I have the following code to detect duplicates in a single table:
UPDATE tab
SET dup = 'Y'
WHERE ROWID IN
(SELECT tab_o.ROWID
FROM tab tab_o,
(SELECT *
FROM tab tab_i
WHERE ROWID IN
(SELECT ROWID
FROM
(SELECT ROWID,
ROW_NUMBER() OVER(PARTITION BY a, b, c ORDER BY a, b, c) dupl
FROM tab
WHERE a IS NOT NULL
AND a = 1
AND b = 1
AND c = 3
)
WHERE dupl > 1
)
) res
WHERE tab_o.a = res.a
AND tab_o.b = res.b
AND tab_o.c = res.c
);
I googled so many websites, and found that most of the people follow this efficient way. But no where i found the proper explanation on how these nested queries works.

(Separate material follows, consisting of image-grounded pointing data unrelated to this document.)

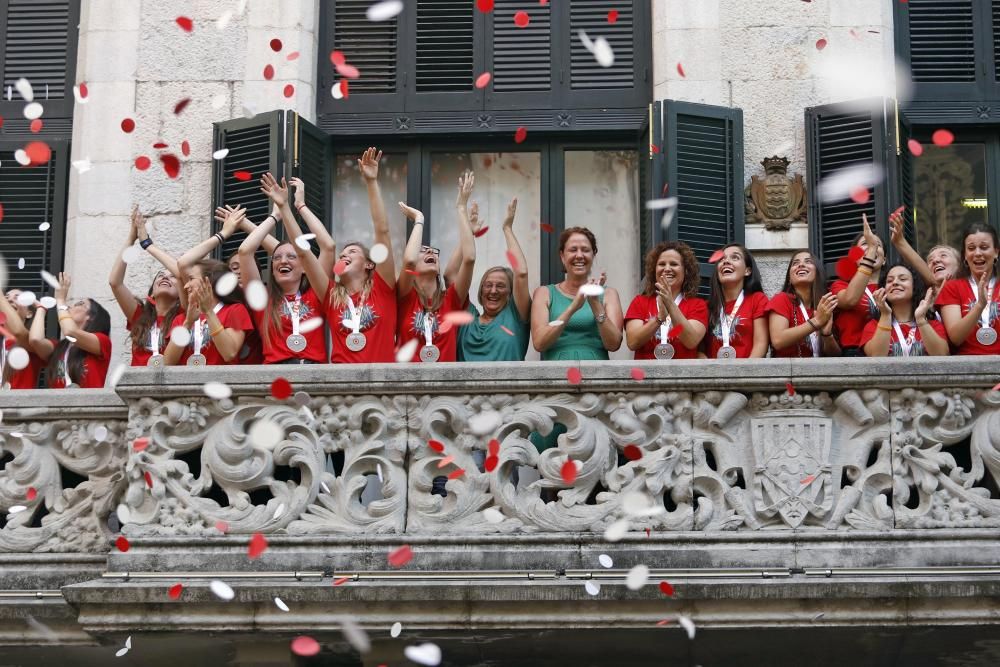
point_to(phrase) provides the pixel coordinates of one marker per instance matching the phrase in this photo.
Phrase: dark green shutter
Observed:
(703, 155)
(31, 196)
(839, 136)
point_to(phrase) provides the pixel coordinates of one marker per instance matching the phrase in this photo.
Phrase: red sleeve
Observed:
(869, 332)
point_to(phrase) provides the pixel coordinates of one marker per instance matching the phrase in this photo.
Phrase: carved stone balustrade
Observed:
(794, 467)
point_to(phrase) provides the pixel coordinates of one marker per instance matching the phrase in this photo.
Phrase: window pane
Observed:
(950, 193)
(352, 219)
(602, 193)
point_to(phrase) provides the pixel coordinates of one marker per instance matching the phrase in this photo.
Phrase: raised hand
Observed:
(277, 193)
(368, 164)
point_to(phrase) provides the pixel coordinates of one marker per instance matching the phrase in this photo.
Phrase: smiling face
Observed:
(980, 253)
(577, 256)
(899, 285)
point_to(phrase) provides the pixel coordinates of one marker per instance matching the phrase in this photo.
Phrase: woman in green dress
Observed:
(500, 332)
(578, 319)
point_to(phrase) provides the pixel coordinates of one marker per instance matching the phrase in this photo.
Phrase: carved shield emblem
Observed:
(791, 475)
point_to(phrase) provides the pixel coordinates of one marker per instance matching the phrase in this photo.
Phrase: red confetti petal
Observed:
(568, 471)
(38, 152)
(305, 646)
(257, 546)
(942, 138)
(281, 389)
(171, 164)
(401, 556)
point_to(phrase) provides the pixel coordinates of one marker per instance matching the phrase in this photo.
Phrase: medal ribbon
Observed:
(726, 323)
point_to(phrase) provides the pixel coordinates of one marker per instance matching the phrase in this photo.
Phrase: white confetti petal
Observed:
(385, 10)
(256, 295)
(222, 590)
(180, 336)
(637, 577)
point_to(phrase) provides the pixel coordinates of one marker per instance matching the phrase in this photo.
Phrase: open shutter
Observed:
(703, 155)
(31, 196)
(39, 44)
(839, 136)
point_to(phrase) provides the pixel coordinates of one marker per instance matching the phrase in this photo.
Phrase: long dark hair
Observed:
(818, 288)
(98, 321)
(139, 331)
(717, 298)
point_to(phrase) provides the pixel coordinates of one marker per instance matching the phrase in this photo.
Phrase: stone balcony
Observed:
(836, 496)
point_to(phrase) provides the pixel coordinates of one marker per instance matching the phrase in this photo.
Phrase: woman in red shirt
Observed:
(970, 304)
(903, 328)
(81, 358)
(737, 308)
(147, 318)
(668, 320)
(19, 363)
(289, 323)
(800, 318)
(421, 299)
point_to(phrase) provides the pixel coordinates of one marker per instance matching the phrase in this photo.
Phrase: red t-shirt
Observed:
(754, 307)
(410, 322)
(231, 316)
(643, 307)
(850, 323)
(958, 292)
(95, 367)
(27, 377)
(275, 348)
(142, 353)
(378, 324)
(787, 305)
(895, 349)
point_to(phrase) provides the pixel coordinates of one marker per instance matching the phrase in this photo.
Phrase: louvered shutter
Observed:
(39, 44)
(256, 145)
(703, 152)
(839, 136)
(31, 196)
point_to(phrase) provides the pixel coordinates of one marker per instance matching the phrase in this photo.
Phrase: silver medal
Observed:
(356, 342)
(726, 352)
(986, 335)
(663, 351)
(296, 342)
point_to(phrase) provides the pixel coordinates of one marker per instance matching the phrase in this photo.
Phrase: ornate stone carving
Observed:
(775, 200)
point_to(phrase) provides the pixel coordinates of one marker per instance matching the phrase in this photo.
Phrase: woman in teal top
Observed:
(500, 333)
(561, 327)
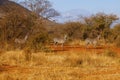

Make it simplier. No analytics needed.
Sample table:
12:57:37 SYSTEM@dwal> create table dupe_test
2 (a number, b number, c number, is_dupe char);
Table created.
12:57:50 SYSTEM@dwal> insert all
12:57:50 2 into dupe_test values (1, 1, 1, 'n')
12:57:50 3 into dupe_test values (1, 1, 1, 'n')
12:57:50 4 into dupe_test values (1, 1, 1, 'n')
12:57:50 5 into dupe_test values (1, 2, 1, 'n')
12:57:50 6 into dupe_test values (1, 2, 1, 'n')
12:57:50 7 into dupe_test values (1, 2, 1, 'n')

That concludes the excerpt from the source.